Wearable tech which measures and tracks head impact force in sport and recreational activities is set to aid research and support informed decisions on the risk of brain injury.
Based at the Edinburgh Business School (EBS) Incubator within Heriot-Watt University, the innovative technology has been developed by start-up HIT.
Featuring a unique impact sensor, wearable across multiple sporting and activity applications, the device universally clips onto any helmet or halo headband, detecting g-force and recording impact via a companion app.
Using a traffic light system, the app records data and acts as an early warning notification for the user regarding the level of impact force recorded – highlighting the caution required in continued exercise.
Founder Euan Bowen, an avid rugby player, was inspired to develop the technology a teammate was injured. With brain injuries rarely reported, Bowen spotted a gap in the market for sportspeople to track brain health.
Bowen explained: “I found little technology available to monitor head impact, despite the severity of the issue across different sports.
“As a member of a rugby club in Edinburgh, I began researching and developing a project, working closely with the team to develop an initial prototype.”

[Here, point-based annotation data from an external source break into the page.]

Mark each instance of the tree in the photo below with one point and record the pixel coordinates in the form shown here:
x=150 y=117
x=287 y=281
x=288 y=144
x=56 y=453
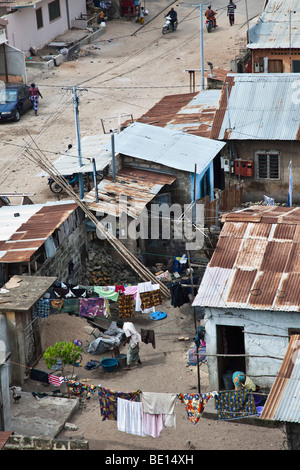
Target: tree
x=66 y=352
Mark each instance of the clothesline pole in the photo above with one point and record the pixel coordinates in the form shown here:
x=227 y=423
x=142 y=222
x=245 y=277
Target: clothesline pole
x=195 y=320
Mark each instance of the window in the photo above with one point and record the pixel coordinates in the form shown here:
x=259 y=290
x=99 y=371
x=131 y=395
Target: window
x=39 y=18
x=54 y=10
x=268 y=166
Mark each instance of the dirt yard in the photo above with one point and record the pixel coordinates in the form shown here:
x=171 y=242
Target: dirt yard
x=126 y=71
x=164 y=369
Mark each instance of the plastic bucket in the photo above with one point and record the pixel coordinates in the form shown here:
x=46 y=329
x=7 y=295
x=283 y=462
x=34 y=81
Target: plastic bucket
x=109 y=365
x=122 y=359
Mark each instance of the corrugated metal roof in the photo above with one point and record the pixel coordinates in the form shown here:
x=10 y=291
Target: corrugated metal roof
x=189 y=112
x=261 y=107
x=283 y=402
x=130 y=193
x=276 y=27
x=256 y=263
x=22 y=235
x=97 y=147
x=166 y=147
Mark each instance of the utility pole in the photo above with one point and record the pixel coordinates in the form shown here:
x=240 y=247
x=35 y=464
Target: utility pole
x=76 y=109
x=201 y=44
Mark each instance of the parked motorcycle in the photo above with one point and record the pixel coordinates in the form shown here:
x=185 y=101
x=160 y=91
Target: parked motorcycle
x=73 y=181
x=168 y=25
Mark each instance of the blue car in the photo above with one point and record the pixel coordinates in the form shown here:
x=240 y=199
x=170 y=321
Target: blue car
x=14 y=101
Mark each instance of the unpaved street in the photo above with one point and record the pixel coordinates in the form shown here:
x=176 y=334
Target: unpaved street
x=126 y=71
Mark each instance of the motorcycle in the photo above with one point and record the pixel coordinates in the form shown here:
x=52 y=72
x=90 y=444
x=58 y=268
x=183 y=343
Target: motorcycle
x=168 y=25
x=73 y=181
x=209 y=25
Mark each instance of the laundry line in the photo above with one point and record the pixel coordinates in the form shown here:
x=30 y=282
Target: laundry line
x=37 y=156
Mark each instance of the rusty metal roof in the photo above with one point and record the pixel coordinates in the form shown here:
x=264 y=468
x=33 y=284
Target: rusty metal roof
x=189 y=112
x=22 y=292
x=24 y=229
x=256 y=263
x=260 y=107
x=283 y=402
x=277 y=27
x=129 y=193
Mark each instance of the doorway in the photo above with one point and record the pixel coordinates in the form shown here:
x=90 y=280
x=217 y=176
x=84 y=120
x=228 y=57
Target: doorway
x=230 y=340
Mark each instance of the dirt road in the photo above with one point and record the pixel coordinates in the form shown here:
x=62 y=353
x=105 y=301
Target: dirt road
x=127 y=71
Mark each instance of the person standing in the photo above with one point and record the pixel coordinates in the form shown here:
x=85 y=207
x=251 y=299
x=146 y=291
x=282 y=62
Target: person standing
x=230 y=12
x=211 y=16
x=33 y=95
x=134 y=339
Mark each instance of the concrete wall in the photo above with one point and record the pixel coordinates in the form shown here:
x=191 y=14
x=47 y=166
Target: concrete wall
x=17 y=442
x=22 y=31
x=254 y=189
x=273 y=54
x=265 y=335
x=72 y=250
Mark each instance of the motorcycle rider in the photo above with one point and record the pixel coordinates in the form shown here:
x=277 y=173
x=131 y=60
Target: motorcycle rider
x=173 y=15
x=210 y=15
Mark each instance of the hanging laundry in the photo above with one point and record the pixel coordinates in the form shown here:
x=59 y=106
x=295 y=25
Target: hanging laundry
x=107 y=292
x=148 y=336
x=108 y=400
x=197 y=355
x=126 y=306
x=61 y=292
x=130 y=417
x=153 y=424
x=179 y=295
x=54 y=380
x=71 y=306
x=81 y=390
x=39 y=375
x=194 y=404
x=120 y=289
x=160 y=403
x=56 y=305
x=92 y=307
x=129 y=290
x=41 y=309
x=144 y=287
x=150 y=299
x=78 y=292
x=233 y=404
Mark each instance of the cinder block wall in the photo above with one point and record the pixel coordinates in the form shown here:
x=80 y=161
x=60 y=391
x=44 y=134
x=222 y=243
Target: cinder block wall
x=72 y=250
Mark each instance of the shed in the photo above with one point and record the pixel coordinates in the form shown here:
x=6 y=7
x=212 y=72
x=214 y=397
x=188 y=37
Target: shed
x=274 y=40
x=32 y=235
x=23 y=335
x=250 y=292
x=258 y=118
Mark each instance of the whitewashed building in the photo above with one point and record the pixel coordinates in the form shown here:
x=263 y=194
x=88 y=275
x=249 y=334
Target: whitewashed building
x=251 y=294
x=33 y=24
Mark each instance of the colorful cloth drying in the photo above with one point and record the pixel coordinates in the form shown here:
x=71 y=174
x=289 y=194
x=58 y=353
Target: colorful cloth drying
x=150 y=299
x=93 y=307
x=108 y=400
x=41 y=308
x=235 y=404
x=194 y=404
x=126 y=306
x=81 y=390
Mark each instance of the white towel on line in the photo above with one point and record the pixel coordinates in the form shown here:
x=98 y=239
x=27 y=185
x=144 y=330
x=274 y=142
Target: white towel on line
x=160 y=403
x=130 y=417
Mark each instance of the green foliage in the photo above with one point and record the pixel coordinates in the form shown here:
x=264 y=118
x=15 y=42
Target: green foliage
x=68 y=353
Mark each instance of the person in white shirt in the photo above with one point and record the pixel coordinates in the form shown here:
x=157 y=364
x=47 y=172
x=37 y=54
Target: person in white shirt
x=134 y=339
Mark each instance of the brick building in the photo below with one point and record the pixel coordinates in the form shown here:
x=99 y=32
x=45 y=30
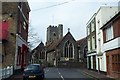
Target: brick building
x=82 y=50
x=111 y=45
x=96 y=57
x=14 y=34
x=38 y=54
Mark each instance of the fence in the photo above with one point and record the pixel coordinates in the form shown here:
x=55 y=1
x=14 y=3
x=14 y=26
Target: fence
x=6 y=72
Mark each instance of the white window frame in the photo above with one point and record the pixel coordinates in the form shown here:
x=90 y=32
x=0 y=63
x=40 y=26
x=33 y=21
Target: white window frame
x=109 y=33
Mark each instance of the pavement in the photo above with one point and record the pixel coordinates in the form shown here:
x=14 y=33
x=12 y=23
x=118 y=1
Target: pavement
x=96 y=75
x=93 y=74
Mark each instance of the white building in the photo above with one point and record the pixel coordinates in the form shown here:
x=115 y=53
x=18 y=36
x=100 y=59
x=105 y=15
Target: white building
x=98 y=58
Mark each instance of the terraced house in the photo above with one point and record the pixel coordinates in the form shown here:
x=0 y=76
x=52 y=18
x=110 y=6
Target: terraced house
x=111 y=45
x=14 y=34
x=96 y=58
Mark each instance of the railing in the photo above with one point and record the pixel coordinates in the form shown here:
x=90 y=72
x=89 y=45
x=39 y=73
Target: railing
x=6 y=72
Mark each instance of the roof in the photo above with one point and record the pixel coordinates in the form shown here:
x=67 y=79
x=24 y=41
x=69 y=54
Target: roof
x=112 y=19
x=51 y=46
x=79 y=42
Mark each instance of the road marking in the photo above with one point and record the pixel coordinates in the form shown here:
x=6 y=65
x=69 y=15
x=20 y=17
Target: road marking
x=60 y=74
x=47 y=70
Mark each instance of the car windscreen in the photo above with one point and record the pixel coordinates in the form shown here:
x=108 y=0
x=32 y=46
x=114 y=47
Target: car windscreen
x=33 y=67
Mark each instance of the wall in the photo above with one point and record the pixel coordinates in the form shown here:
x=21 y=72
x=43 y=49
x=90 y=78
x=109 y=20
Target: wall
x=10 y=45
x=102 y=17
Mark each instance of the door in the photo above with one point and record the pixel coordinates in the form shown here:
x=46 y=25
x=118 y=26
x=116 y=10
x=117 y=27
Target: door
x=94 y=62
x=98 y=64
x=89 y=59
x=108 y=67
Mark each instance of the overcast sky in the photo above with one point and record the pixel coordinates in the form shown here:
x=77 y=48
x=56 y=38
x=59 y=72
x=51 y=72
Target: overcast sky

HIT Impact works by creating a baseline level of force incurred by the user and tracking any impact throughout their playing time. Once the baseline is met, the user is then removed from play to prevent further impacts.
“By tracking these impacts, we can collect data anonymously and build a data bank of situational head impact data to aid further research and understanding of traumatic brain injuries,” said Bowen.

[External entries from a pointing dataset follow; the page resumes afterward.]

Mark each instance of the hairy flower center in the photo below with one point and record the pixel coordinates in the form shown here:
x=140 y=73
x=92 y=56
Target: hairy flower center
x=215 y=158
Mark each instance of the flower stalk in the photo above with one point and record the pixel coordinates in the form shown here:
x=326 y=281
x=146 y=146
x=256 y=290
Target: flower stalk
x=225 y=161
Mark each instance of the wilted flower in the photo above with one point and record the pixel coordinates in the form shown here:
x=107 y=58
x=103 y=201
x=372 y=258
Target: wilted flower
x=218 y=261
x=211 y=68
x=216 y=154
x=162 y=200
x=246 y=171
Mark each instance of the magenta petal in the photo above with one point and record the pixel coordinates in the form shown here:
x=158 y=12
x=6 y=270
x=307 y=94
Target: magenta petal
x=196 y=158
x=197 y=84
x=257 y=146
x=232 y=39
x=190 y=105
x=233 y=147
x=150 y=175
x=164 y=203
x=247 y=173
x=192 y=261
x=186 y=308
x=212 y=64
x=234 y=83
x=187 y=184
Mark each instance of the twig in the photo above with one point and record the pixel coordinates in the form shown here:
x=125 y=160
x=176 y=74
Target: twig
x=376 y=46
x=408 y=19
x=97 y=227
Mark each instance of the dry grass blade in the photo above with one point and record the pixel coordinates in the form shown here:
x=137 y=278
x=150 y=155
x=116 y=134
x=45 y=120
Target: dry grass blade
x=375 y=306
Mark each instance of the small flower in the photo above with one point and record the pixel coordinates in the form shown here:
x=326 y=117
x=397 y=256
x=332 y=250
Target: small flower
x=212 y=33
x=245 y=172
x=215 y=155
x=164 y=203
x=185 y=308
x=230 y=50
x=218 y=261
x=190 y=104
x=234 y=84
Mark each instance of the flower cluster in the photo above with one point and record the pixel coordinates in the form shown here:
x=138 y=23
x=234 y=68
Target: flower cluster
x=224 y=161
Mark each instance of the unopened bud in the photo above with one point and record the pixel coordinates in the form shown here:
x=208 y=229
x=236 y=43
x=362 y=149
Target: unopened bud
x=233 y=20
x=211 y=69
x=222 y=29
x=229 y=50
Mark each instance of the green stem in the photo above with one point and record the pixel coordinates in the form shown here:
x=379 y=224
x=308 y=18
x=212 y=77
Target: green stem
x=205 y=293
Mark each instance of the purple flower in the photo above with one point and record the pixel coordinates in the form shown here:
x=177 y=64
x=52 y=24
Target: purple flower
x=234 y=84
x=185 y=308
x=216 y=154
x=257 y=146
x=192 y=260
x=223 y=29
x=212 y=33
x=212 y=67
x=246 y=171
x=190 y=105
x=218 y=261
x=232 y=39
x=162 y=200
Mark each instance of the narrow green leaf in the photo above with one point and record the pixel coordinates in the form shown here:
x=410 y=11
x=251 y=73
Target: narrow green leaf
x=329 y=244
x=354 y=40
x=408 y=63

“High impact sports are focusing increasingly on concussion mitigation with the Field – Football’s Influence on Lifelong Health and Dementia Risk – study recently finding that former professionals are three and a half times more likely to die of dementia than the general population.”
In 2018, Bowen secured a place in the Edinburgh Business School Incubator, which provided a platform to validate the technology and identify suitable markets.
During the pandemic, HIT worked out future plans for product development, subsequently launching its first Kickstarter campaign to help the company move into production within two months.
Kallum Russell, manager of the EBS Incubator, said: “HIT Impact is a much-needed technology to track and support the current efforts to increase sports safety at a time when governing bodies across high impact sports are increasingly focused on minimising head trauma.
“The current parliamentary inquiry into concussion recently heard evidence about the long-term implications of repetitive head trauma on sports people, with MPs asking how sports could be made safer. We believe this innovation could go a long way to aiding research and supporting more informed decisions about when to stop playing.”